Dear Biostar leaders,
I have started to work on a new Variant Re-Classification project in my lab, and I am wondering how others implement this and it would be great if you could share/advice on best approaches being practiced. After sanger confirmation of WES variants, we classify variants based on ACMG guidelines and it is majorly carried out in 2 steps:
A. Manually search for variant specific information in Pubmed, Google search engine, variant databases(like ClinVar, dbSNP, COSMIC, LOVD, ExAc, 1000Genomes, HGMD etc.) and
B. Manually Review and Re-Classify Variants based on the newly assembled variant information.
I need to automate only the step A i.e. automate the process of collecting and integrating all latest variant associated information from different sources. Manual collection of variant information is laborious and we believe that by streamlining this step, we could improve our efficiency and it would be great to learn what the best practices are and how others implement this ?
I am wondering what the best possible approaches are like :
i) Download and localize all databases like dbSNP, ClinVar, COSMIC etc into a local server and then write python and SQL scripts to pull information specific to a mutation ? (or)

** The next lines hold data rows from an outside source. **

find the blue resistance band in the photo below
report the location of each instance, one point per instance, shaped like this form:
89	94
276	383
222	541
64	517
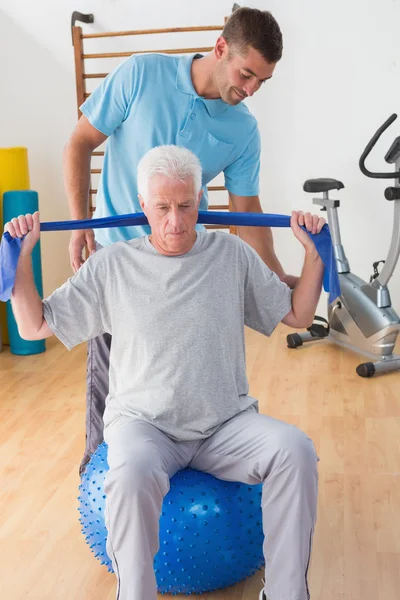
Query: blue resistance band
10	247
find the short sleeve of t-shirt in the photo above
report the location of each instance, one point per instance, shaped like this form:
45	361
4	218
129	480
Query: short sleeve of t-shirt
73	311
242	176
107	107
267	300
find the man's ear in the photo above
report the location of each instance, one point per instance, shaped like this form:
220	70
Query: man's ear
221	48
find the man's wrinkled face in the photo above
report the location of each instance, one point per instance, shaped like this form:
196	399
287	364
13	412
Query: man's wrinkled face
237	76
171	207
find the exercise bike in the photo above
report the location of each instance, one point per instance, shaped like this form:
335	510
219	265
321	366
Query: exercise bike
362	318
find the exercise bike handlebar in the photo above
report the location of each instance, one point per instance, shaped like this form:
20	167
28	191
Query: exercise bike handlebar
368	149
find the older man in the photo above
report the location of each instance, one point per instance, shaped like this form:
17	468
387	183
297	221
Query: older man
176	303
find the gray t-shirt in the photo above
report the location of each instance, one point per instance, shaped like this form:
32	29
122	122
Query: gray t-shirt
177	323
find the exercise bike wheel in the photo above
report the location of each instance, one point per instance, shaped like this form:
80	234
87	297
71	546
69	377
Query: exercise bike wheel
293	340
366	370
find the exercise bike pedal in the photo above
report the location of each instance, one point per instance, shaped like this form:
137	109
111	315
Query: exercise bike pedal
316	331
366	369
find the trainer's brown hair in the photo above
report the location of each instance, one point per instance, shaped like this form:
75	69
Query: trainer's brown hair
258	29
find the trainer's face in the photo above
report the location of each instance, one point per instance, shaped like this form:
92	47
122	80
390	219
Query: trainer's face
240	76
171	207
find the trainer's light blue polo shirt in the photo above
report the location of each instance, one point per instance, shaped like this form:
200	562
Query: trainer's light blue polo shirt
149	100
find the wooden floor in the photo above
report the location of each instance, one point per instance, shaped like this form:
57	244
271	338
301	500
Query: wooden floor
355	424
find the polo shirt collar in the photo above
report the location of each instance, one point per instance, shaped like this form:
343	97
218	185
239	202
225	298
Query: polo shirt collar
184	84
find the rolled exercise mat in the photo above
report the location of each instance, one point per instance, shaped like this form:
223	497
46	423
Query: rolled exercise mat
17	203
14	175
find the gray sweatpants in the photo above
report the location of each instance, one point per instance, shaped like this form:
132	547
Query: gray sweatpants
250	448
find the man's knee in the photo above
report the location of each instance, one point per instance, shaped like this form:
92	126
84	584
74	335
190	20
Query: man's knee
295	449
136	474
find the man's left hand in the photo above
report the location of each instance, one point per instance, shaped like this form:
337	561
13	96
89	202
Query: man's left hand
312	223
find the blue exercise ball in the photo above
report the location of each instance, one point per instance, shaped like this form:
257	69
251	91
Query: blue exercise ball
210	530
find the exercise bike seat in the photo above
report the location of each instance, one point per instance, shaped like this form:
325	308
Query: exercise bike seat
322	185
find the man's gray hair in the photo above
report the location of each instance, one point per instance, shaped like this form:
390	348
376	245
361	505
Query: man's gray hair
173	161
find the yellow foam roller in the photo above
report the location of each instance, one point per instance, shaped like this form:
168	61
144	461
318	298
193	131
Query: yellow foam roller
14	175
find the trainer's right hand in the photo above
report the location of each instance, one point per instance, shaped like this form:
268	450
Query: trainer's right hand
27	228
80	239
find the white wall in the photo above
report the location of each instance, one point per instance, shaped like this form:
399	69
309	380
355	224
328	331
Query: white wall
338	81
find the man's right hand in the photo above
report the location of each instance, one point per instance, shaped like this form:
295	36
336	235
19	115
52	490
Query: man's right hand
80	239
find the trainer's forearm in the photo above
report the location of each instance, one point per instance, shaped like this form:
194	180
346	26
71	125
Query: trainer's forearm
307	291
26	302
261	239
76	170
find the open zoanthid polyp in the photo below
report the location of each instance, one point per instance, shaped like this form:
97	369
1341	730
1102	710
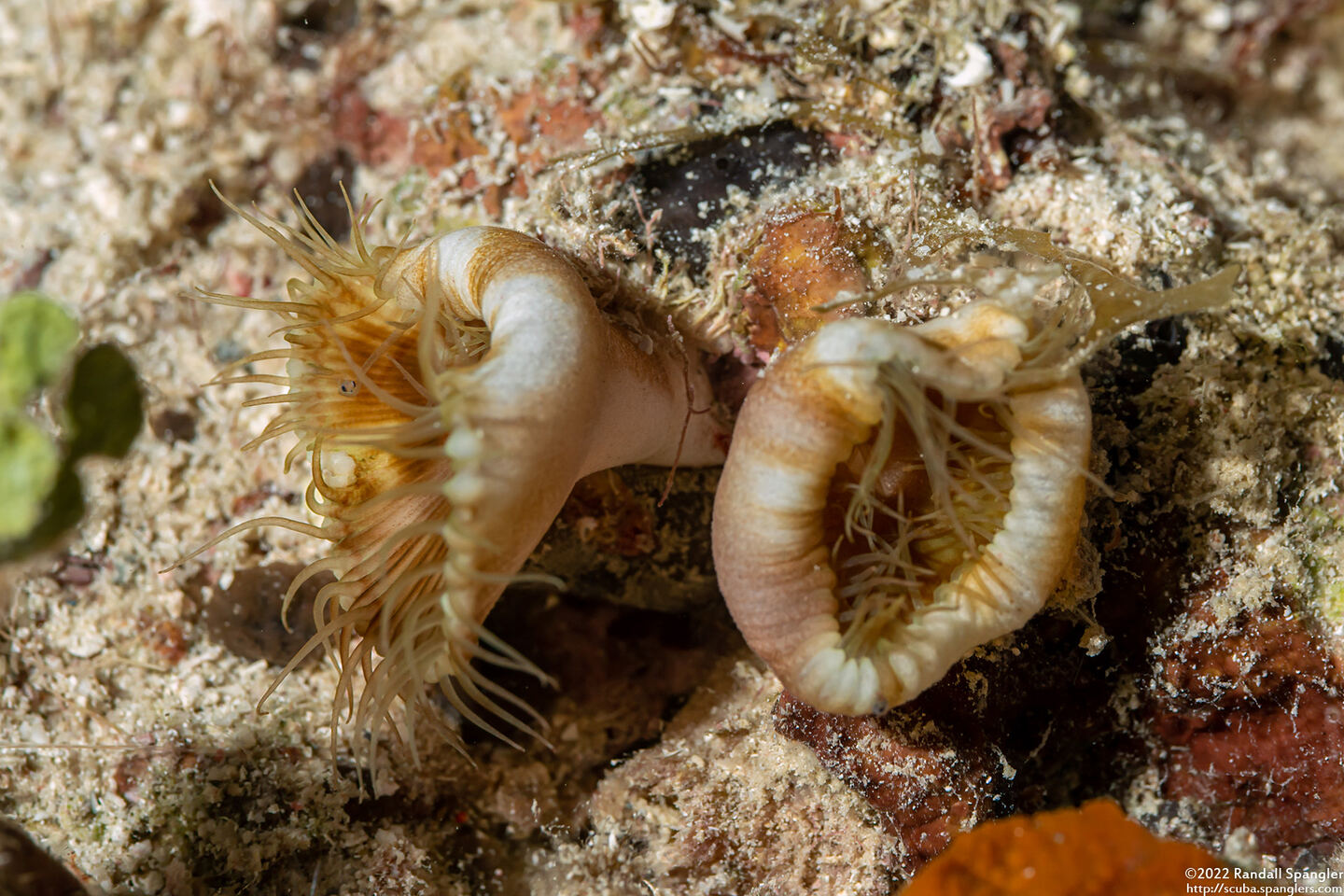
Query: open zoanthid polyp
451	395
892	497
897	496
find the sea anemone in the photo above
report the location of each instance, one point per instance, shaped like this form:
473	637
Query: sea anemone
897	496
451	395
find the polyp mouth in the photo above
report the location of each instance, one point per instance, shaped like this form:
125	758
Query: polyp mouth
912	507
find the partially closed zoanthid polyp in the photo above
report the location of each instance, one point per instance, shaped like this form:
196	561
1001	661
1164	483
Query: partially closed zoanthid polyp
895	496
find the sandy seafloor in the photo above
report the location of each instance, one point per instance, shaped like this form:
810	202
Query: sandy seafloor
1203	615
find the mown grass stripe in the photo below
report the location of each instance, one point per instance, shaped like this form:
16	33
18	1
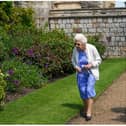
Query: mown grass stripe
59	101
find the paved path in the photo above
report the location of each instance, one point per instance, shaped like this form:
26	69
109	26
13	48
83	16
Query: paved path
110	107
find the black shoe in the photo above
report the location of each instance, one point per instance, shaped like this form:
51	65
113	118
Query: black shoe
88	118
83	114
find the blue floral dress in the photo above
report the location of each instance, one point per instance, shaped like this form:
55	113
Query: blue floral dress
85	79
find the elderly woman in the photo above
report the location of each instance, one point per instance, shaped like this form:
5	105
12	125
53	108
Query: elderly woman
86	60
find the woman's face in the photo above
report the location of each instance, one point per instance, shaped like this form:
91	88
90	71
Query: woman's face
80	46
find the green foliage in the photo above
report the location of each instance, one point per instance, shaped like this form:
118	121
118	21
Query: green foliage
2	90
95	41
21	75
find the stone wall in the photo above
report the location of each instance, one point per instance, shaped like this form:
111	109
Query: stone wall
108	23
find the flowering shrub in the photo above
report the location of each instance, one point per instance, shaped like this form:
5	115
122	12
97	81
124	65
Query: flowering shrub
22	75
2	90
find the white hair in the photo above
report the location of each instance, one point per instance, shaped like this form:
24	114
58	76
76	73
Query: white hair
80	37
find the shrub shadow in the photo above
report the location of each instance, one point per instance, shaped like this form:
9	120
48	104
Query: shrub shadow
122	116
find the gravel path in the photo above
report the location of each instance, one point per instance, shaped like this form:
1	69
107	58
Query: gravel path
110	107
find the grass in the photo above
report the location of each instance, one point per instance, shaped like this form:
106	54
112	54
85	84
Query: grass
59	101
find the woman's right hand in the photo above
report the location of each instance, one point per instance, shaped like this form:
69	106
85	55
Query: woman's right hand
78	69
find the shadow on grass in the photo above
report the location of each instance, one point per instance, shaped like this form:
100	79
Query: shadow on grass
73	105
122	116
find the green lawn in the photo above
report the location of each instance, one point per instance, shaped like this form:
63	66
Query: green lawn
59	101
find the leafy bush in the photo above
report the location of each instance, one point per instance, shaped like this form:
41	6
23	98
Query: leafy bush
22	75
12	16
2	90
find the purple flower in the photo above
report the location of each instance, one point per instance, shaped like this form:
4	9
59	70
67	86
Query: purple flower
15	51
30	53
46	65
16	82
10	72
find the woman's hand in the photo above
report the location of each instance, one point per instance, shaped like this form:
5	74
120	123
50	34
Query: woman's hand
78	69
88	66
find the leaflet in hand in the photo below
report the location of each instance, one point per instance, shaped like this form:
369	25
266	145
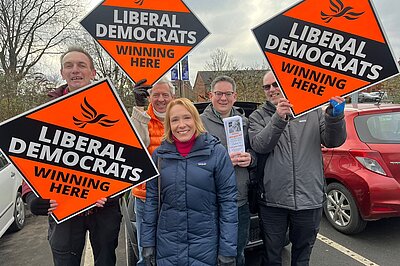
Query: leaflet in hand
234	134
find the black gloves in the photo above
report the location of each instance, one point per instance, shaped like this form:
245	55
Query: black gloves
37	205
149	255
226	261
140	91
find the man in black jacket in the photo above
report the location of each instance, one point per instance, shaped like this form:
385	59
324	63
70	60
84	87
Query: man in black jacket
293	175
67	239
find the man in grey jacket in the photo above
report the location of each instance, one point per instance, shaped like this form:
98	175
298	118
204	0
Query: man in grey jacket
223	96
293	179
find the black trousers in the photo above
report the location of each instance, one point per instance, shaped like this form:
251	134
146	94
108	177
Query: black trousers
303	229
67	239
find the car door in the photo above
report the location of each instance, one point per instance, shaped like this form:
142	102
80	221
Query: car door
9	182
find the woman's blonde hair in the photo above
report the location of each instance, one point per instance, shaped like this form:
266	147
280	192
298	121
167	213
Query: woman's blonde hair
192	110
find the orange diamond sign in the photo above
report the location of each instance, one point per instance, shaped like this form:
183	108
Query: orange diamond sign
318	49
145	37
77	149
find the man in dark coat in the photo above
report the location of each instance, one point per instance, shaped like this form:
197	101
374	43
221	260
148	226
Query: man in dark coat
293	174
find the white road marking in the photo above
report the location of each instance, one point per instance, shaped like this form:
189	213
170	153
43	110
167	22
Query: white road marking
346	251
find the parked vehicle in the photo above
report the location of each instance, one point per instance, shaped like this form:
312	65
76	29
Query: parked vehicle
12	209
363	175
372	97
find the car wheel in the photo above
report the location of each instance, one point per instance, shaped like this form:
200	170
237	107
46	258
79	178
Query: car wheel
341	210
19	214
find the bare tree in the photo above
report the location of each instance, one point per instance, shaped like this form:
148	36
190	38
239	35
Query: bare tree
220	60
29	29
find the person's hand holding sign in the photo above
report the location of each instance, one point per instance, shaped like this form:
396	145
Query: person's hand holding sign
336	106
283	108
141	92
101	202
242	159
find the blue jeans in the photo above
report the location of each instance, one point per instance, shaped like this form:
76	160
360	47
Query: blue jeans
139	210
67	239
303	230
243	233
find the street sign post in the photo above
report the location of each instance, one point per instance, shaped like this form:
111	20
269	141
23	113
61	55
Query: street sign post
77	149
145	38
318	49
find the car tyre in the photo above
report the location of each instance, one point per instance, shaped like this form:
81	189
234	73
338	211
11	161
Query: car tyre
19	214
341	210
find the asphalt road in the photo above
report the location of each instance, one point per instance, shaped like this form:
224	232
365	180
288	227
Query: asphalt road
379	244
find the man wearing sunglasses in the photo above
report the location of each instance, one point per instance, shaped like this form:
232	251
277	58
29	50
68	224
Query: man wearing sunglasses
223	96
293	180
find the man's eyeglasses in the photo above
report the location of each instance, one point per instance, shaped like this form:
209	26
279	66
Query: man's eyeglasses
267	87
219	94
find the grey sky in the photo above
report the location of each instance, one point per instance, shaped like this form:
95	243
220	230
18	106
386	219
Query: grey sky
230	23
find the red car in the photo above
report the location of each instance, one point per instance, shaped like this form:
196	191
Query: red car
363	175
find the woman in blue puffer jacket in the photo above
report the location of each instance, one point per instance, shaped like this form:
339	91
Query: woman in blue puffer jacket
196	223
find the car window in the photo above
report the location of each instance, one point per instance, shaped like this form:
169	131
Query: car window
3	161
379	128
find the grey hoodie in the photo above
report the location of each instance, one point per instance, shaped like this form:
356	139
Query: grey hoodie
215	126
293	173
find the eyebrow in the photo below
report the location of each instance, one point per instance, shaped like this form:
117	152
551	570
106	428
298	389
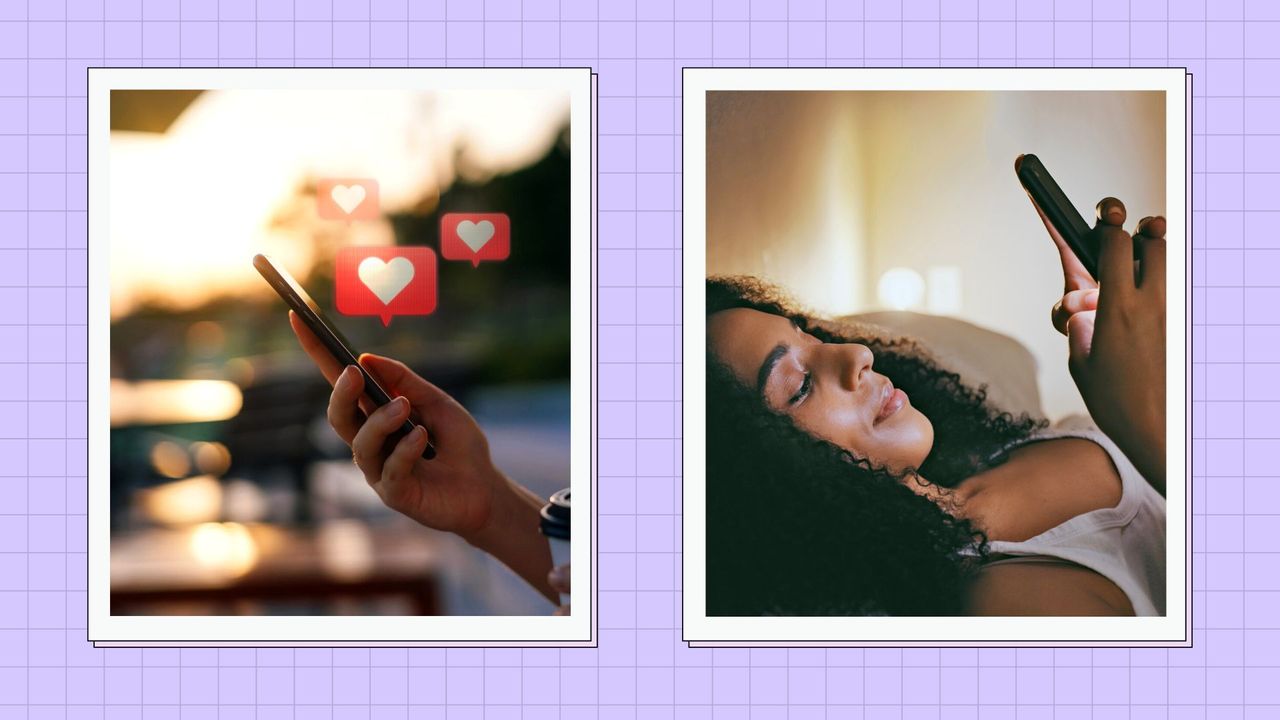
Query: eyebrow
769	363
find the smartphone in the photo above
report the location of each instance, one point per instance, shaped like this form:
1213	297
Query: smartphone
1061	214
339	347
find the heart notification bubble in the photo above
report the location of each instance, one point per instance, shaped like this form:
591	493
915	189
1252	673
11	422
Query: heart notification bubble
347	199
475	237
385	281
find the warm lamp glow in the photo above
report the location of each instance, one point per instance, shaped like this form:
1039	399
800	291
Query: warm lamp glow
901	288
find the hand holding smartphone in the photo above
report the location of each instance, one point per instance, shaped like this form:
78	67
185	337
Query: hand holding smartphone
338	346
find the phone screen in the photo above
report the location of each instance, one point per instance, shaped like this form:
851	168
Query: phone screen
1060	212
333	340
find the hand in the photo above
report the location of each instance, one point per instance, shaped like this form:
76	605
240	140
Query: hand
558	579
453	492
1116	338
460	490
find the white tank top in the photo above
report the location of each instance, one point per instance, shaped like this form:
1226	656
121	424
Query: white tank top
1124	543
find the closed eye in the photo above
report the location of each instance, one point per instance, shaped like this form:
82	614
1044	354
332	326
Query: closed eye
805	387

ii) Re-Use or write some web crawlers/data-mining to search new publications in Pubmed and in Google search engine for any variant/mutation specific information ? (or)
iii) Use Entrez APIs (E-utilities) to programatiaclly access online databases like ClinVar ? (or)
iv) etc ?
I am aware of some commercial companies that offer this service as a product like Mastermind(genomenon), VarSeq(goldenhelix), alamut-visual(interactive-biosoftware), etc. I guess companies like this have downloaded, integrated and curated all the data from literature and databases. These would be a good resource, but I am not sure if we could afford for a commercial software.
We are a small laboratory and I am a lone bioinformatician and trying to automate and integrate the variant associated information from dbSNP, Pubmed, ClinVar, etc. without a commercial software. I am aware that this would be a challenging project, but I am trying to achieve this in a sensible and best possible way.